O famoso chapéu de Jackie Kennedy

O sucesso levou-o a expandir horizontes. Começou também a desenhar roupa para mulher, sempre com linhas minimalistas, assentes em silhuetas apertadas e tecidos como seda. Eram as peças favoritas de atores, músicos, artistas, todos os que se faziam rodear de luxos — e de Halston.

O designer ficou conhecido pelas roupas e também pelo facto de estar sempre rodeado de estrelas. Liza Minelli não o largava. À sua mesa era ocasional encontrar Greta Garbo, Elizabeth Taylor, Truman Capote ou Mick Jagger. Era anfitrião das festas mais loucas da cidade, recheadas de jóias, ouro, boa comida, muita bebida, droga e sexo.

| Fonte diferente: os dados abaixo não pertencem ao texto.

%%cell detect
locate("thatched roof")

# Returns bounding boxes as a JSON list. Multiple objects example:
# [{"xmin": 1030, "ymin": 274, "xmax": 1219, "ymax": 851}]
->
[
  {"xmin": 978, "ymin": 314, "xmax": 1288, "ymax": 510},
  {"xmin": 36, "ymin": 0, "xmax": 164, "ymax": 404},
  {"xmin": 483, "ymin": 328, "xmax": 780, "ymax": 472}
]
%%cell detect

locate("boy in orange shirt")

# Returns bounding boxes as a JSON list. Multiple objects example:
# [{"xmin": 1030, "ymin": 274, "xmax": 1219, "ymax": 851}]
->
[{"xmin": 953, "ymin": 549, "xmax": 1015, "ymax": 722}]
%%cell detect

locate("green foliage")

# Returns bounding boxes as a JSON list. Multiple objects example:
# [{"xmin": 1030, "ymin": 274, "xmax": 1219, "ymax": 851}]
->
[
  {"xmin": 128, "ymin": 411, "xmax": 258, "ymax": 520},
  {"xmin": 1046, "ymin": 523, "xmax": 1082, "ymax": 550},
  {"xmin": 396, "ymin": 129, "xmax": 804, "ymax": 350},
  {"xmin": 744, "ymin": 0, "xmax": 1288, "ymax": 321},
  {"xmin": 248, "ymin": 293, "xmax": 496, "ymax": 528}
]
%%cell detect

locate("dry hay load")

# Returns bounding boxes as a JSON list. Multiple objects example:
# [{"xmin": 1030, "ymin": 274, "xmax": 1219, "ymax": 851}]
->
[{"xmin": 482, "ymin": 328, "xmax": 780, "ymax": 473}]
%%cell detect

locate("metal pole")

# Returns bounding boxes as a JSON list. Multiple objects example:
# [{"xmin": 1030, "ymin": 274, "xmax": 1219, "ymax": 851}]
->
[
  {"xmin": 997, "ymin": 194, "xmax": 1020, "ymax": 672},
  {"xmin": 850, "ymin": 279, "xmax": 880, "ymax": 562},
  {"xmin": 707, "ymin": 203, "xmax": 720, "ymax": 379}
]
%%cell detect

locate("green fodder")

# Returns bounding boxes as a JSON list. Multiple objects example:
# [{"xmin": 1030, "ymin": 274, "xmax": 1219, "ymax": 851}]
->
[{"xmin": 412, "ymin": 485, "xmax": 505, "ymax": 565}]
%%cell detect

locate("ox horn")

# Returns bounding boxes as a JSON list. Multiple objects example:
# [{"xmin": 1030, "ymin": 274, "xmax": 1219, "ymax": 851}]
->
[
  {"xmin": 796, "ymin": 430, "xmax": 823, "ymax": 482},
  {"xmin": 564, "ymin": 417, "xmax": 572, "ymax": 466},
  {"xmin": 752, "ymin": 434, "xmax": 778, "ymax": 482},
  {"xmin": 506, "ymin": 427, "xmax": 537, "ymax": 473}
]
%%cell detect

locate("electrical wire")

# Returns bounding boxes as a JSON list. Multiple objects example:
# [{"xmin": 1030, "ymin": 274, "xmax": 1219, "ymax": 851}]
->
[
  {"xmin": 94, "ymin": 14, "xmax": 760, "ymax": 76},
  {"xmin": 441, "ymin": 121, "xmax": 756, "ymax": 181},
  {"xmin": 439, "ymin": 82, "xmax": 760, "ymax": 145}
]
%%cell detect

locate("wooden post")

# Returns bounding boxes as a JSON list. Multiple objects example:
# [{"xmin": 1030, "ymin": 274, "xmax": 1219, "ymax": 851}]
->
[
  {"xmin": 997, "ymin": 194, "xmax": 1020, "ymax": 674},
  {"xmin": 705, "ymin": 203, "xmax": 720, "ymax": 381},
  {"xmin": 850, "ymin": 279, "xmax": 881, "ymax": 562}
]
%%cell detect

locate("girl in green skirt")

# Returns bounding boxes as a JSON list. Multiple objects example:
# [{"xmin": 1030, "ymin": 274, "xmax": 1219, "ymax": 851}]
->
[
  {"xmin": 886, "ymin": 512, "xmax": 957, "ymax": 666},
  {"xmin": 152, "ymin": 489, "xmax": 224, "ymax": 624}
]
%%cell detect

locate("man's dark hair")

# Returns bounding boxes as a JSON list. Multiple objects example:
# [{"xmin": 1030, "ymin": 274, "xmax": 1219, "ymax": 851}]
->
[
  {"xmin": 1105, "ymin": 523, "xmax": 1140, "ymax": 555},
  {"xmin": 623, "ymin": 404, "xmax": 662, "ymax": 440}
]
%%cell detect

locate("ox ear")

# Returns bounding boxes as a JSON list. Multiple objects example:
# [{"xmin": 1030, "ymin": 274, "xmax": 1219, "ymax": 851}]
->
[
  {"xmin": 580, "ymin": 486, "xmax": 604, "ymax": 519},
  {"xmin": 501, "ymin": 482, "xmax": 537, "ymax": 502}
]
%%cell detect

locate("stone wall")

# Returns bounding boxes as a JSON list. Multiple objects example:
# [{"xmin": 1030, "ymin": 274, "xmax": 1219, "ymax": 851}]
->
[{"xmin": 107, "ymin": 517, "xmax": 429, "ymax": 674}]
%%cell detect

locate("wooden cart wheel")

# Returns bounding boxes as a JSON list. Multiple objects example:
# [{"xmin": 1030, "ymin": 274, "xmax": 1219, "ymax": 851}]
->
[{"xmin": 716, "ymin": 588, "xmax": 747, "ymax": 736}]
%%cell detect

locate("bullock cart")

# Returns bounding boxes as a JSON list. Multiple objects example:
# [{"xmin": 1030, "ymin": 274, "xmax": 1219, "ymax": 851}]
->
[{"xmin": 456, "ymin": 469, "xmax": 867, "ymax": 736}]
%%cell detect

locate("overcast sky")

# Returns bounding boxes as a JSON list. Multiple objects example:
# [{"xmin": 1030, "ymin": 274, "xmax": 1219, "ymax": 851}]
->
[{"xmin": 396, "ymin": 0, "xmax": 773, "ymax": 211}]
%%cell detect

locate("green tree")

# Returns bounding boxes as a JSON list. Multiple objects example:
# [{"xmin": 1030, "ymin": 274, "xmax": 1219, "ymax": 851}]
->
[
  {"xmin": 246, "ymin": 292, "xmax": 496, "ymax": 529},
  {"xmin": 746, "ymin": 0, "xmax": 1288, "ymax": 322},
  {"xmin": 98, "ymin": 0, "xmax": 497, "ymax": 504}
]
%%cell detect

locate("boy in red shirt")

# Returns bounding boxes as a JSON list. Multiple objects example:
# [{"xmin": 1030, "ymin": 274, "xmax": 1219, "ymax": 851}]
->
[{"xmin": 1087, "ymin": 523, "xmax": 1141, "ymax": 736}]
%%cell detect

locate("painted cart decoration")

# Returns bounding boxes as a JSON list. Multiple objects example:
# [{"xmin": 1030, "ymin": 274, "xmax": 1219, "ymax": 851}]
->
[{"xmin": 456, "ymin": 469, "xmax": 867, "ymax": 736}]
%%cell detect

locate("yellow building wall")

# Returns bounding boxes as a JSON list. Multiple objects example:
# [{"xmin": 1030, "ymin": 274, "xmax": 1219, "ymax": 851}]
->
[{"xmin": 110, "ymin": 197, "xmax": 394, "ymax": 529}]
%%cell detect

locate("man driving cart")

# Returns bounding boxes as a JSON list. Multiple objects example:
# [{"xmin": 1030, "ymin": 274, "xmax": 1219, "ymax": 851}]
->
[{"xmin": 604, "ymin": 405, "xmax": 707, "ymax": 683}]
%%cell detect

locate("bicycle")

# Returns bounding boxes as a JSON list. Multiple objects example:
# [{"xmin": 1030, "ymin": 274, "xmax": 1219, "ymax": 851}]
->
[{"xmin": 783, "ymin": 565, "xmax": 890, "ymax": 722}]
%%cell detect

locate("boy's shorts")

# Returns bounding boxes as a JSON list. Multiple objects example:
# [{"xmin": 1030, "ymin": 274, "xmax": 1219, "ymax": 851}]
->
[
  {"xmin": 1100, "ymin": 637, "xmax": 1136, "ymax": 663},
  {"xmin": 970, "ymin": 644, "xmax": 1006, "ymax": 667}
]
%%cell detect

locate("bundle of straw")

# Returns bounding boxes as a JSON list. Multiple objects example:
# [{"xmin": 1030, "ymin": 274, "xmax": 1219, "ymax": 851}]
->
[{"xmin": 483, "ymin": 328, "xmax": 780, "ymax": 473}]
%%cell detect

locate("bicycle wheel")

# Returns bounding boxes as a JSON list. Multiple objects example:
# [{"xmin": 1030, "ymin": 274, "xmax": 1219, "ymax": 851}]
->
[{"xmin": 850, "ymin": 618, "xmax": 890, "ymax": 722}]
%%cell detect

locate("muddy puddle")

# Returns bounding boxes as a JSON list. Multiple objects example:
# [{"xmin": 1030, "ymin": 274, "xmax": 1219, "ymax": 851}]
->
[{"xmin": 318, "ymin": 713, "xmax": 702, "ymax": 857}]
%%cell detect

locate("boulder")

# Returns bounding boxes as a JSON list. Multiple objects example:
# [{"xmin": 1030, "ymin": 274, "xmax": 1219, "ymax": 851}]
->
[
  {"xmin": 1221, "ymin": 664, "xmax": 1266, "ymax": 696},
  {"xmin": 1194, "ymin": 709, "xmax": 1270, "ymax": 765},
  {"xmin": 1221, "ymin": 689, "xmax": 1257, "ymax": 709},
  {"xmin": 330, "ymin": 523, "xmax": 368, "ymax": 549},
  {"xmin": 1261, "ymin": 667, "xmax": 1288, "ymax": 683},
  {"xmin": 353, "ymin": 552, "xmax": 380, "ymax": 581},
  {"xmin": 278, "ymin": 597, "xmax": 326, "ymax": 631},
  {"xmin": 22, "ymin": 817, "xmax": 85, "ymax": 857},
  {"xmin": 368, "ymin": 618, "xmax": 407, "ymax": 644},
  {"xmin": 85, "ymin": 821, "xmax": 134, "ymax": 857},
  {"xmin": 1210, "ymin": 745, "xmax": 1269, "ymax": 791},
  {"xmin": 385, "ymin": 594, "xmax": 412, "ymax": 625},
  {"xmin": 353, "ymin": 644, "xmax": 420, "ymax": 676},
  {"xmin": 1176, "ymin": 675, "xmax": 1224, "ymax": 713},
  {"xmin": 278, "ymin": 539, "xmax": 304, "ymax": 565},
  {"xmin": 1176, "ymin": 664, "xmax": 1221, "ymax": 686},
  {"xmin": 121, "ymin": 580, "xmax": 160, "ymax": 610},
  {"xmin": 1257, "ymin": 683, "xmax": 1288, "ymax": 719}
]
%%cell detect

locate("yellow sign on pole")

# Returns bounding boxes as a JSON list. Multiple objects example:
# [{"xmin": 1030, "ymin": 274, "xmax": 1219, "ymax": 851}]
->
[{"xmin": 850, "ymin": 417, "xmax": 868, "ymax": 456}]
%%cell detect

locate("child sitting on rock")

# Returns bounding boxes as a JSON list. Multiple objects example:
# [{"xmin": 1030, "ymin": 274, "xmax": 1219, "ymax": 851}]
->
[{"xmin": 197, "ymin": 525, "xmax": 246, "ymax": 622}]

Halston é, aliás, descrito como o primeiro grande designer a tirar partido do poder dos influencers — que à altura eram simplesmente as caras mais reconhecidas da sociedade artística. Ao rodear-se deles, garantia que o seu nome estaria sempre na ribalta.

“Era fascinante a forma como ele cortejava aquelas pessoas”, revela o realizador Daniel Minahan, que sublinha a importante ligação com Andy Warhol. “Eles entreajudavam-se.”

A queda

Em 1973, assinava um acordo com a Norton Simon, um investidor que garantia fundos para qualquer abordagem, garantindo a liberdade criativa de Halston. O designer ambicionava também levar as suas criações a todo o lado e, numa tentativa de democratizar as peças da alta moda que vendia aos famosos, viria a assinar, dez anos mais tarde, um contrato com os armazéns JCPenny.

O acordo contemplava a criação de uma linha mais acessível que ficaria à venda nos armazéns. Uma jogada que poderia dar-lhe acesso a um mercado gigantesco, mas que irritou os seus clientes (e amigos) mais próximos, ao vulgarizar o nome Halston.

A estratégia foi um fracasso. Não só ostracizou os clientes habituais como os americanos comuns ignoraram as suas peças a preços acessíveis. Um ano depois, os contratos eram cancelados.

Depois do desastre, tudo começou a correr mal. A empresa, detida pela Norton, foi comprada por outra empresa. À medida que as aquisições se sucediam, Halston perdia poder. Em 1984 foi mesmo impedido de desenhar novas peças para a companhia que carregava o seu nome.

Ao mesmo tempo que lutava pelo controlo, tentava encontrar uma forma de recomprar a empresa. Nunca o conseguiu e acabou por se afastar.

Foram anos difíceis para Halston, não só a nível profissional mas a nível pessoal. Homossexual, mantinha uma relação de vários anos com o artista Victor Hugo. No auge da epidemia de SIDA, Halston contraiu HIV. Acabaria por morrer aos 57 anos, vítima de um sarcoma de Kaposi, sequela habitual nos pacientes com SIDA.